Background: sCKD (structural kidney damage without a rise in sCr) modifies diagnosis of nephrotoxin-induced AKI. Renal ischaemia in the presence of pre-existing sCKD may better reflect AKI in Australian adults.
Methods: sCKD was induced in Sprague Dawley rats by dietary supplementation with 0.25% adenine from day 0 to 28 or normal diet in controls. On day 56, sAKI was induced by brief duration renal ischaemic injury insufficient to induce sCr change in normal animals, viz bilateral clamping of the renal arteries for 30 minutes. sCr, urinary biomarkers (kidney injury molecule-1 (KIM-1), monocyte chemotactic protein 1 (MCP-1), clusterin, and interleukin-18 (IL-18)) and histological damage were measured after 1, 2, 3, 7 and 14 days.
Results: During induction of sCKD, urinary biomarker levels increased from day 3 to 21 and returned to baseline by day 56, despite absence of sCr rise.

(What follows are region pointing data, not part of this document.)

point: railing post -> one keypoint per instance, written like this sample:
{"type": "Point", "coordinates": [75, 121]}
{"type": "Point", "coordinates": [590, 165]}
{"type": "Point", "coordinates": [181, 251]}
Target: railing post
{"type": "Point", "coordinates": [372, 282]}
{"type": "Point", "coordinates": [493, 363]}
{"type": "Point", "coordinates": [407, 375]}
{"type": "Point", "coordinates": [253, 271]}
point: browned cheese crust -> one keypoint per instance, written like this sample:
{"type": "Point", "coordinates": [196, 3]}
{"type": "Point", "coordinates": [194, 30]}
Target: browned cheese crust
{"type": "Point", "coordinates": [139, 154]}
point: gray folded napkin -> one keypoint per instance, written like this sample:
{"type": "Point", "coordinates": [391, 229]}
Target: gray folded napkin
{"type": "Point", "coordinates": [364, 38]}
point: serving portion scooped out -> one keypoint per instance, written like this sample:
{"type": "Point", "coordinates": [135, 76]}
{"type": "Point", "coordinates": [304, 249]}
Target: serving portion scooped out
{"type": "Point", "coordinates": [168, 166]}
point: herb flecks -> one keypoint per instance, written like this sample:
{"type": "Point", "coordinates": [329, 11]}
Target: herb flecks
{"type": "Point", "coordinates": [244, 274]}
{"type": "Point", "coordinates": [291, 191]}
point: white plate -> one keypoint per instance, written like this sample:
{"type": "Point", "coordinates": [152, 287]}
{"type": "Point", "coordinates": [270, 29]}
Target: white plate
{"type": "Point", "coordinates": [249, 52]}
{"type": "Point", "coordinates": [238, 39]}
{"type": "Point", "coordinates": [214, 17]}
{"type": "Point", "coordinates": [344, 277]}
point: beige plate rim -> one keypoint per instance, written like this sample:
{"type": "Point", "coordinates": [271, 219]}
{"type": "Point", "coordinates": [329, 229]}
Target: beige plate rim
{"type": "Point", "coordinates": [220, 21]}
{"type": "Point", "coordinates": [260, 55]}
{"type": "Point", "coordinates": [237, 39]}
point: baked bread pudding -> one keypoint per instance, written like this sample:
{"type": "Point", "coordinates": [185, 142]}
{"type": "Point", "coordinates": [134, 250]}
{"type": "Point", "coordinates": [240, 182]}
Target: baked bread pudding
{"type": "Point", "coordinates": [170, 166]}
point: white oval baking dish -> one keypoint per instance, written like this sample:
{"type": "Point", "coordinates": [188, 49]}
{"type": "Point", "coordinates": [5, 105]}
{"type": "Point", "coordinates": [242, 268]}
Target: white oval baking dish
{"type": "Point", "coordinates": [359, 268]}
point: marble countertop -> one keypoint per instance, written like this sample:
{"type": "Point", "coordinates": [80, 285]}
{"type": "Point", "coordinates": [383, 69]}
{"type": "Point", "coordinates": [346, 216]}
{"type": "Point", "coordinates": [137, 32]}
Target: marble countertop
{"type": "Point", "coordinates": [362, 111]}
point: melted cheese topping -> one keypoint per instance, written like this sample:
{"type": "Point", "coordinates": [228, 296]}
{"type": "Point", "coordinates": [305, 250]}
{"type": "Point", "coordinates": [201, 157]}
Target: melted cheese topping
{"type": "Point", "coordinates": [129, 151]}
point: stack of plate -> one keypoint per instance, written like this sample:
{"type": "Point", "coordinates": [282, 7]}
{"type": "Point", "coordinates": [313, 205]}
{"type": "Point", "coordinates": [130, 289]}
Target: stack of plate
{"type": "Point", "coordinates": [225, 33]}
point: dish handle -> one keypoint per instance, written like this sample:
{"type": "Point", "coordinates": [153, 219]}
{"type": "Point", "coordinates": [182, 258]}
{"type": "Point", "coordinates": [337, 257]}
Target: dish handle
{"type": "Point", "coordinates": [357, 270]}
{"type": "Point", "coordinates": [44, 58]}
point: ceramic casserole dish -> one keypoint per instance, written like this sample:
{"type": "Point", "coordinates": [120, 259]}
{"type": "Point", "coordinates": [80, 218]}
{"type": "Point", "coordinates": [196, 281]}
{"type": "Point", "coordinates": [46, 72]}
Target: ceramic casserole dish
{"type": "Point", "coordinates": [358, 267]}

Rats displayed widespread medullary and up to 50% cortical damage. After sAKI in control rats, sCr did not increase and only KIM-1 rose from day 1 to 3 with focal medullary structural damage that recovered by day 7. In sCKD rats, all urinary biomarkers increased from day 1 to 7 post sAKI, and sCr increased continuously until day 14. Severe diffuse structural damage was also present from day 1 after sAKI and persisted until 14 days.

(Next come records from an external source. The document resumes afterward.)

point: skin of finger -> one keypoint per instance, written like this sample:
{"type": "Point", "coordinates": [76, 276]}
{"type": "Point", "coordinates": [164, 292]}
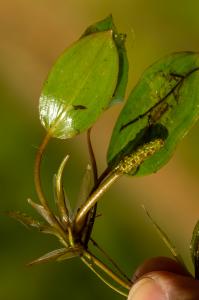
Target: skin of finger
{"type": "Point", "coordinates": [175, 287]}
{"type": "Point", "coordinates": [160, 264]}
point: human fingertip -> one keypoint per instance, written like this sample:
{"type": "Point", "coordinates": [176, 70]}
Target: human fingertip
{"type": "Point", "coordinates": [145, 289]}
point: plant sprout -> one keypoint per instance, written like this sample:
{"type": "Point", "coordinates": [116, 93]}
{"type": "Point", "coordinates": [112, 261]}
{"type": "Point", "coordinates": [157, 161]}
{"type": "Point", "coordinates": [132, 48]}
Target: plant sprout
{"type": "Point", "coordinates": [88, 78]}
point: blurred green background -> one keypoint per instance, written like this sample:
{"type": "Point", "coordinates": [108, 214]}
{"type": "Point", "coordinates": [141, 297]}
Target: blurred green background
{"type": "Point", "coordinates": [32, 35]}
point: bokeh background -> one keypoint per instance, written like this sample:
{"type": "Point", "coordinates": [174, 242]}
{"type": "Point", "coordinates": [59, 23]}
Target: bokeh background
{"type": "Point", "coordinates": [32, 34]}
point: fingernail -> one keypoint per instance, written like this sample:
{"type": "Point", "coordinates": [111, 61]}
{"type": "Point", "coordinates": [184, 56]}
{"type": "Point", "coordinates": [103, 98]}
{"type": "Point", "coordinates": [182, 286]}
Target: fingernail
{"type": "Point", "coordinates": [146, 289]}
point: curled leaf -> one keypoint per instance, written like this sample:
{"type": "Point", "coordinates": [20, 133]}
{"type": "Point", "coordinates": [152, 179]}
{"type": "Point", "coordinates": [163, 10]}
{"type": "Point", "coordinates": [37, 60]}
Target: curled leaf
{"type": "Point", "coordinates": [164, 104]}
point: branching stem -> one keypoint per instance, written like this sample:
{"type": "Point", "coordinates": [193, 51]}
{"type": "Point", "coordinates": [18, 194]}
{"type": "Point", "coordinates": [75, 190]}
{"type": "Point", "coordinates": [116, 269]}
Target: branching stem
{"type": "Point", "coordinates": [100, 190]}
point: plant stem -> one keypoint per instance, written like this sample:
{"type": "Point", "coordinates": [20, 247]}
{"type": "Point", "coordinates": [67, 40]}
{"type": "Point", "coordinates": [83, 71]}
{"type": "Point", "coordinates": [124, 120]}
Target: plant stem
{"type": "Point", "coordinates": [37, 179]}
{"type": "Point", "coordinates": [111, 260]}
{"type": "Point", "coordinates": [103, 279]}
{"type": "Point", "coordinates": [92, 156]}
{"type": "Point", "coordinates": [94, 197]}
{"type": "Point", "coordinates": [95, 261]}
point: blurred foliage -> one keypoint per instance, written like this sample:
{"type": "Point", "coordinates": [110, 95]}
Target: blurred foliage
{"type": "Point", "coordinates": [32, 35]}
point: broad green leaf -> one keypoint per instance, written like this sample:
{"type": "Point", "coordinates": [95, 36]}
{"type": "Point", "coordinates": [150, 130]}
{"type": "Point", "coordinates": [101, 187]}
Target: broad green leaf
{"type": "Point", "coordinates": [164, 104]}
{"type": "Point", "coordinates": [80, 85]}
{"type": "Point", "coordinates": [119, 38]}
{"type": "Point", "coordinates": [194, 249]}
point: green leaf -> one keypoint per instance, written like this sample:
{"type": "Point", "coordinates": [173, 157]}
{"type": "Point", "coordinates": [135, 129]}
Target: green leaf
{"type": "Point", "coordinates": [80, 85]}
{"type": "Point", "coordinates": [194, 249]}
{"type": "Point", "coordinates": [119, 38]}
{"type": "Point", "coordinates": [164, 104]}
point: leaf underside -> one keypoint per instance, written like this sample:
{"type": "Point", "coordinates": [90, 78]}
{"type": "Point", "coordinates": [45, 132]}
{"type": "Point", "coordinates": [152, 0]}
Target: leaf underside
{"type": "Point", "coordinates": [164, 104]}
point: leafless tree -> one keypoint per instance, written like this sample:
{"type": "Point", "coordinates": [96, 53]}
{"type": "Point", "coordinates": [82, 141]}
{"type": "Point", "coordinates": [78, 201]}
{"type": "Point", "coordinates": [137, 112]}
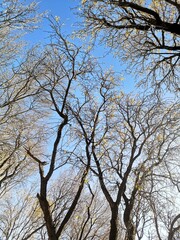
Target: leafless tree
{"type": "Point", "coordinates": [145, 34]}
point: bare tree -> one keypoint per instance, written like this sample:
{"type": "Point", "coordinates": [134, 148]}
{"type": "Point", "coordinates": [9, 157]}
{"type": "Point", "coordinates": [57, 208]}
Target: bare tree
{"type": "Point", "coordinates": [146, 34]}
{"type": "Point", "coordinates": [129, 138]}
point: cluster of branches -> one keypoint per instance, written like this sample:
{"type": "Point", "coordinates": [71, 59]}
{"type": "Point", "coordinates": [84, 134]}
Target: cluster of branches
{"type": "Point", "coordinates": [145, 34]}
{"type": "Point", "coordinates": [81, 158]}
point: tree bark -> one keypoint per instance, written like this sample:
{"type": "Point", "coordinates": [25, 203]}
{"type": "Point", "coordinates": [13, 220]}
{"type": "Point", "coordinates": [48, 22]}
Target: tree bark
{"type": "Point", "coordinates": [114, 223]}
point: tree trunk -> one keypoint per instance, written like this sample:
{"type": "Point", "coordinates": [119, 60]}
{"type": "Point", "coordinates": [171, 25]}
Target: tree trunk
{"type": "Point", "coordinates": [114, 223]}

Conclusions: Biomarker profiles are modified after sAKI is superimposed on sCKD. This impacts interpretation of AKI biomarker thresholds since sCKD in Australian adults is likely common and precursory to overt CKD.

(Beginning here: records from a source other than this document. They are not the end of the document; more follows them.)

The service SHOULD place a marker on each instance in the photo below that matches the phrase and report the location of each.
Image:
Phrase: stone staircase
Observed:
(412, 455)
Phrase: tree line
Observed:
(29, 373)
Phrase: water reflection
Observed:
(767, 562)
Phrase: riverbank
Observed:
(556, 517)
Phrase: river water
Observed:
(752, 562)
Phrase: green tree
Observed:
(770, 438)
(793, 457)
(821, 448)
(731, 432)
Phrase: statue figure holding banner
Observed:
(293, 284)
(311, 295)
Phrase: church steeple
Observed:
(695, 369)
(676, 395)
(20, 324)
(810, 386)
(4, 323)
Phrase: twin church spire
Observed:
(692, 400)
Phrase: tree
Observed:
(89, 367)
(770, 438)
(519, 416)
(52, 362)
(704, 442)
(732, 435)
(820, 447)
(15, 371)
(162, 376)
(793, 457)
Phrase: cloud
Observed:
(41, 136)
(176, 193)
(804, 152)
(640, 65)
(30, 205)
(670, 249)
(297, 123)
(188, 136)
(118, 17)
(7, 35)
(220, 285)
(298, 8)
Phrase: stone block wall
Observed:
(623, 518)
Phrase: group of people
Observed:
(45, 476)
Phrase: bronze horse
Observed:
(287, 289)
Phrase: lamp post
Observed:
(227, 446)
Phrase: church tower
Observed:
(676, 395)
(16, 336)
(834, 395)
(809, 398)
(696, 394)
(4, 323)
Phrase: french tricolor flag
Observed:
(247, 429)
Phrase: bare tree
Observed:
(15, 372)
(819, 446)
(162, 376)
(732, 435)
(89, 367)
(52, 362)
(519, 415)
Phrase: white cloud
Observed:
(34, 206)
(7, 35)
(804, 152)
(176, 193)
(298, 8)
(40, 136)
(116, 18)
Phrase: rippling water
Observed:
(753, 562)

Dr Lena Succar is a Postdoctoral Research Fellow at the Prince of Wales Clinical School University of New South Wales, headed by Professor Zoltan Endre. Dr Succar’s research interest is centred on discovery of novel biomarker for early detection and profiling in CKD pathogenesis and progression, particular, in subclinical CKD (Which most likely reflects the adult population) and its modification after AKI.